Kısa karar üzerine karar vermemek şu demektir: Can Atalay’ın Anayasanın 19. Maddesinde yazılı kişi özgürlüğü ve güvenliği hakkı açıkça ihlal edilerek suç işlenmekte ve Anayasa Mahkemesinin 25 Ekim 2023 tarihli Can Atalay (3) kararına uyulmadığı için suç işlemeye devam edildiği çok açıktır demektir. İstanbul 13. Ağır Ceza Mahkemesinin, AYM kararını (kısa karar veya gerekçeli karar) artık her ne sebeple olursa olsun, her ne amaçla olursa olsun Yargıtay 3. Ceza Dairesine gönderme hak ve yetkisi yoktur.
Anayasa Mahkemesi kararını yorumla hak ve yetkisi yoktur. Kısacası, hukuka aykırı önceki kararı ile neden olduğu ikinci hak ihlalinden (aslında) doğrudan İstanbul 13. Ağır Ceza Mahkemesi ve Mahkemenin hakimleri sorumludur. İstanbul 13. Ağır Ceza Mahkemesi 25 Ekim 2023 tarihinden beri suç işlemeye devam etmektedirler. Daha önemlisi 21.12.2023 tarihinde Can Atalay hakkında karar vermemek suretiyle, Anayasa Mahkemesi kararını uygulamamakta ve dolayısıyla; kişi özgürlüğü ve güvenliğini ihlal etmeye devam etmektedir. Sadece İstanbul 13. Ağır Ceza Mahkemesi mi?
“Savcılık da sorumlu”
İstanbul Cumhuriyet Başsavcılığı Anayasa Mahkemesinin 21.12.2023 tarihli (2023/99744 B.B) Ş. Can Atalay hakkındaki oybirliği ile verilmiş ihlal kararından “haberdar” ve “bilgi sahibi” olduğu halde kararın uygulanması, infazın durdurulması ve cezaevinden salıverilmenin sağlanması için hiçbir şey yapmıyor. Sessizce duruyor. Varsayın ki gerekçeli karar geldi, okundu, karar gereği yerine getirilmek üzere işlemler başlatıldı. İstanbul 13. Ağır Ceza Mahkemesi İstanbul C. Başsavcılığından Anayasa Mahkemesi kararı için “görüş” istedi. Görüş istenmesine hiç gerek olmadığı halde Mahkemenin böyle bir talebi olduğunu varsayalım...

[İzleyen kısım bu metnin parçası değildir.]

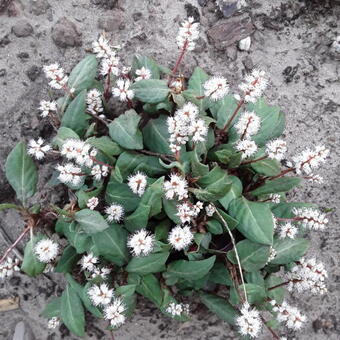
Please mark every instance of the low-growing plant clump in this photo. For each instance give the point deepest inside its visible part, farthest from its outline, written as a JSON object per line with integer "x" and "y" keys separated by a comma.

İstanbul C. Başsavcılığı tıpkı Yargıtay 3. Ceza Dairesinin kararı gibi “görüş” bildirecektir.
“HSK’ya da gönderildi”
Anayasa Mahkemesi bütün bu nedenlerle ikinci hak ihlali kararında kararın bir örneğini Hakimler Savcılar Kuruluna gönderme gereği duymuş ve bu yönde karar vermiştir.
Neden acaba? Mutlaka haklı ve hukuki ve adaletli bir nedeni vardır görüşündeyiz.
Umarız İstanbul 13. Ağır Ceza Mahkemesi üye hakimleri hakkında Hakimler ve Savcılar Kurulu herhangi bir başvuru beklemeden “re’sen” harekete geçer ve soruşturma açar! Hukuk, adalet ve kanun böyle söylüyor. Ama HSK böyle bir soruşturma açmayacaktır.
Kamuoyuna kendilerinin açıkladığı ve HSK web sayfalarında yer alan hakimlerin etik ilkelerine aykırı davranacaktır. Sözümüz; söyleyecek sözleri kalmayan yargının ve yürütmenin hukuka dönmesi ve hukukun üstünlüğünün var olduğunu kanıtlaması ve sadece göstermesini beklemekten ibarettir ve aslında bu sözlerimiz saflıktan ibarettir. Suya yazılan yazılardan ibaret olmadığını bildiğimiz “hukukun üstünlüğü” kavramının anlamı adalet ve vicdanın üstünlüğüne inanan laik, sosyal ve demokratik hukuk devletinin temelidir. Bu temel çürürse ve çürütülürse çöker ve hepimiz altında kalırız!"